Although insurers are already required to provide annual statements to customers, the proposed rules will require insurers to increase the amount of information provided on those statements. The current requirements do not match the Insurance Guidance’s enhanced requirements. It is noted in the consultation paper that absent the proposed rules, there are also no current requirements for insurers to provide ongoing, specific reporting to owners on the cost of owning segregated funds after the initial point of sale.
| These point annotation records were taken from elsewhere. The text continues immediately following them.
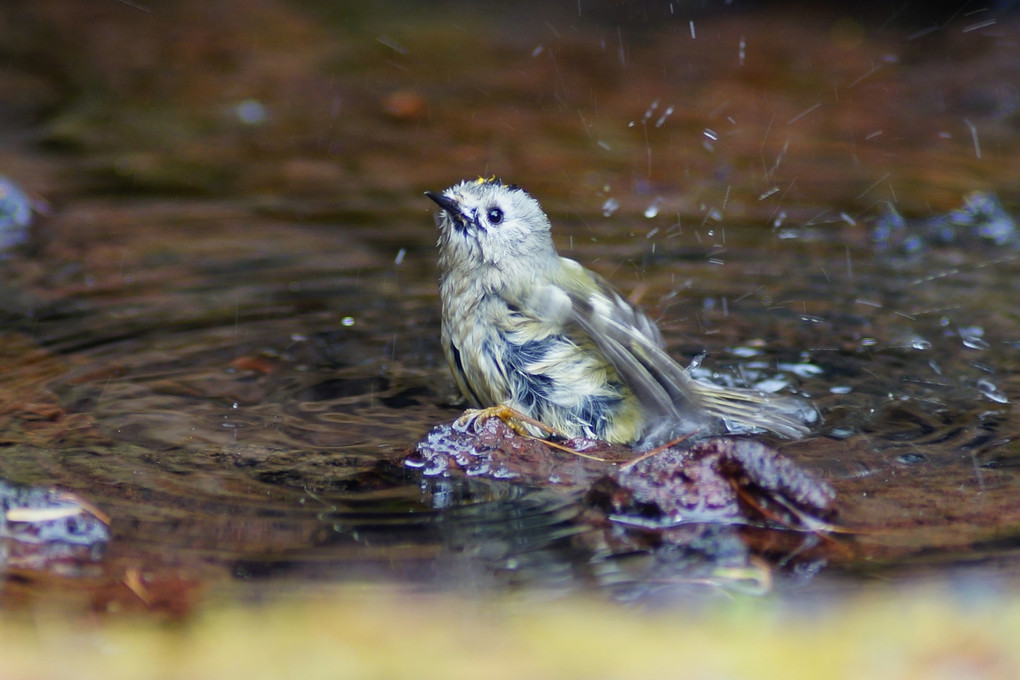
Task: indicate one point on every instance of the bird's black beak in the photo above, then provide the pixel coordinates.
(447, 204)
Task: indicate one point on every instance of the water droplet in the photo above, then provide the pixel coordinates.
(972, 337)
(251, 112)
(609, 207)
(990, 390)
(653, 209)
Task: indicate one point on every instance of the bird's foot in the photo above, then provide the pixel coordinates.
(513, 418)
(518, 422)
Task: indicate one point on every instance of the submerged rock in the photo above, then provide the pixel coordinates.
(40, 527)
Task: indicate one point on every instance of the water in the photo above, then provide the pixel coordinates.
(225, 333)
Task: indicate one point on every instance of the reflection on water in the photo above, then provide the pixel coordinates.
(226, 335)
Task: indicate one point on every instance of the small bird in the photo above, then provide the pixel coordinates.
(527, 329)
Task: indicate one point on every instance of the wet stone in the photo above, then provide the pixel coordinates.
(716, 480)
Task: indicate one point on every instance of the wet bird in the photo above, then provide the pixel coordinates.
(526, 329)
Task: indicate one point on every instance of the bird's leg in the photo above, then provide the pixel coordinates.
(516, 420)
(513, 418)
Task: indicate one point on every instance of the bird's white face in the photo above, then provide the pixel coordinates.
(487, 224)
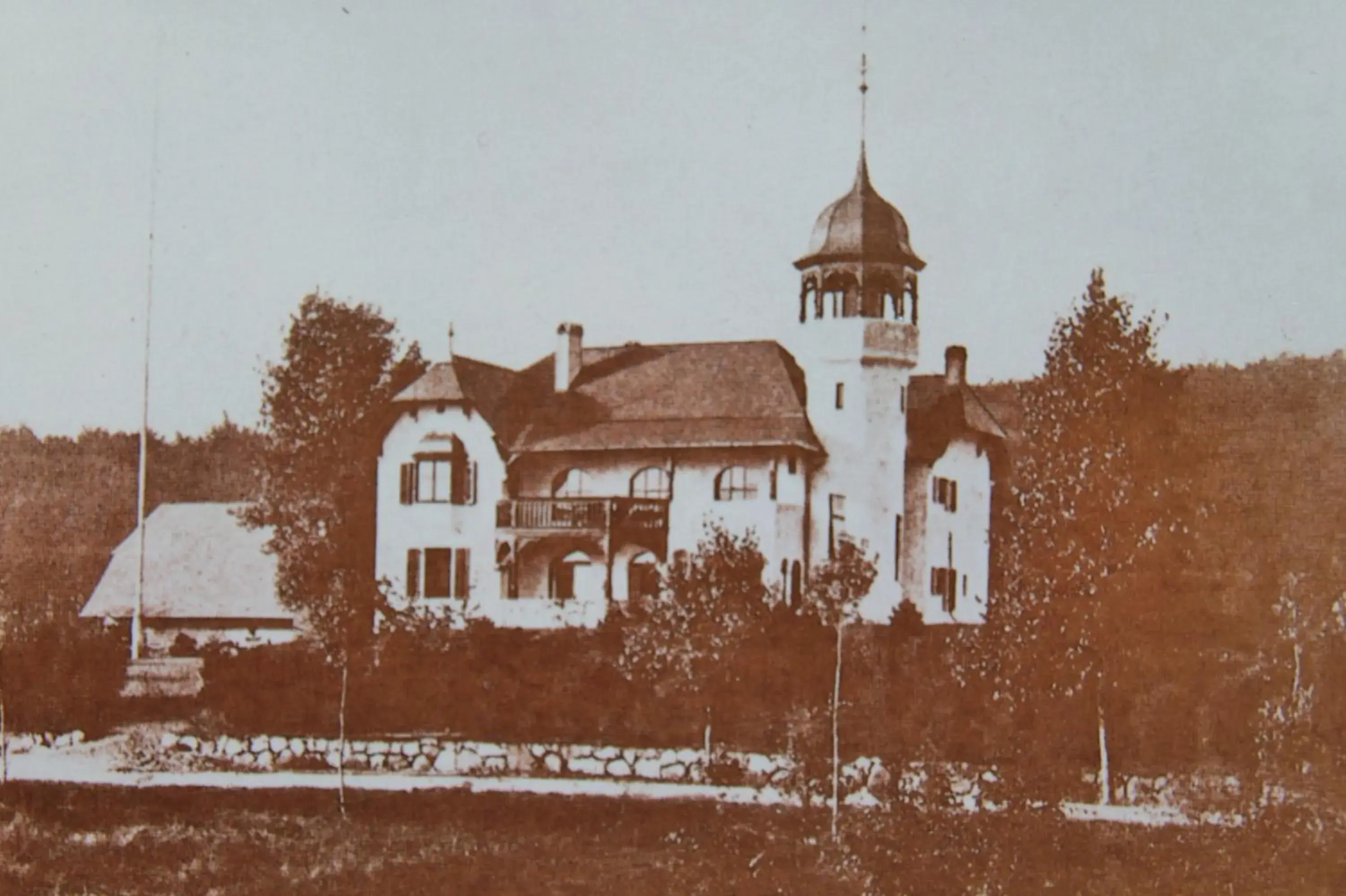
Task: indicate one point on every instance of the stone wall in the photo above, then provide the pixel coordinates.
(433, 755)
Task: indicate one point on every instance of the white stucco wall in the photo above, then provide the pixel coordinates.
(402, 528)
(777, 522)
(970, 528)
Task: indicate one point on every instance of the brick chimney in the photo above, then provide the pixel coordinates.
(568, 354)
(956, 365)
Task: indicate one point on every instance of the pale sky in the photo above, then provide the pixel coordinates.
(649, 170)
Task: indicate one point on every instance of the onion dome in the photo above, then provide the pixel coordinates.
(861, 226)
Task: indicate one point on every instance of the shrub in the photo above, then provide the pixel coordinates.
(64, 676)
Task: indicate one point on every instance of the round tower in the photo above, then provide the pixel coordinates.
(858, 342)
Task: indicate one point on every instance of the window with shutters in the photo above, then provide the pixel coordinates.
(441, 478)
(439, 563)
(897, 547)
(836, 522)
(734, 485)
(945, 493)
(944, 583)
(462, 580)
(412, 574)
(446, 572)
(434, 481)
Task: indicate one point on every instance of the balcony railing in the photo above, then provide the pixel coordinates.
(583, 513)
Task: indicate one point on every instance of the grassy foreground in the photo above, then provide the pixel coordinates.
(80, 840)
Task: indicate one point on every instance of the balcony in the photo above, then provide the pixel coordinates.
(583, 514)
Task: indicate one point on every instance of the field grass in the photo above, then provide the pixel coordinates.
(80, 840)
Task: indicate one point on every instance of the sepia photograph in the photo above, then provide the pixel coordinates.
(754, 447)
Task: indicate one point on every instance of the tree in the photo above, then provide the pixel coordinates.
(1299, 666)
(835, 592)
(323, 413)
(1097, 490)
(687, 635)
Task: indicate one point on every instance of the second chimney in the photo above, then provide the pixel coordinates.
(568, 354)
(956, 365)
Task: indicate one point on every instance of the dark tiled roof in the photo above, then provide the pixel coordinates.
(465, 380)
(672, 396)
(201, 563)
(937, 411)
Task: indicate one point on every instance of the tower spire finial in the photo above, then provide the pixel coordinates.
(865, 74)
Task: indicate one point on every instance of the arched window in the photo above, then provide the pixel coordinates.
(563, 575)
(571, 483)
(900, 310)
(652, 482)
(642, 576)
(734, 485)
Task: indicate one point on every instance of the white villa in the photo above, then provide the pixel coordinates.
(536, 497)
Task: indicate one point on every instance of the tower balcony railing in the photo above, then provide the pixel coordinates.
(591, 514)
The new statements will need to include information such as:

  • the total cost of investing, including ongoing embedded fees such as management expenses and trading expenses;
  • additional information on the segregated funds’ investment performance;
  • a customer’s right to guarantees under their segregated fund contracts and how certain actions might affect their guarantees; and
  • information to more easily allow customers to compare the cost of owning segregated funds with the cost of owning other investments.

In addition to seeking general comments on the proposed rule, FSRA notes it does not have statutory authority to provide exemptions and is thus seeking feedback on whether additional exceptions are appropriate for some of the new requirements where it would not be in a customer’s best interest to require full compliance, such as if it would result in costs to customers that would exceed the benefits.

We note that a recent study released by the CSA that analyzed the effects of the earlier cost disclosure reforms of Phase 2 of the Client Relationship Model (CRM2) applicable to certain investments showed that the industry responded the way regulators had anticipated when they implemented the cost transparency measures (we wrote about the study in last month’s bulletin here). The CSA had concluded that MERs and management fees decreased for both mutual funds and ETFs over the study period, although the CSA cautioned that the observed changes in industry behaviour could not be attributed directly to CRM2 because of other potential factors.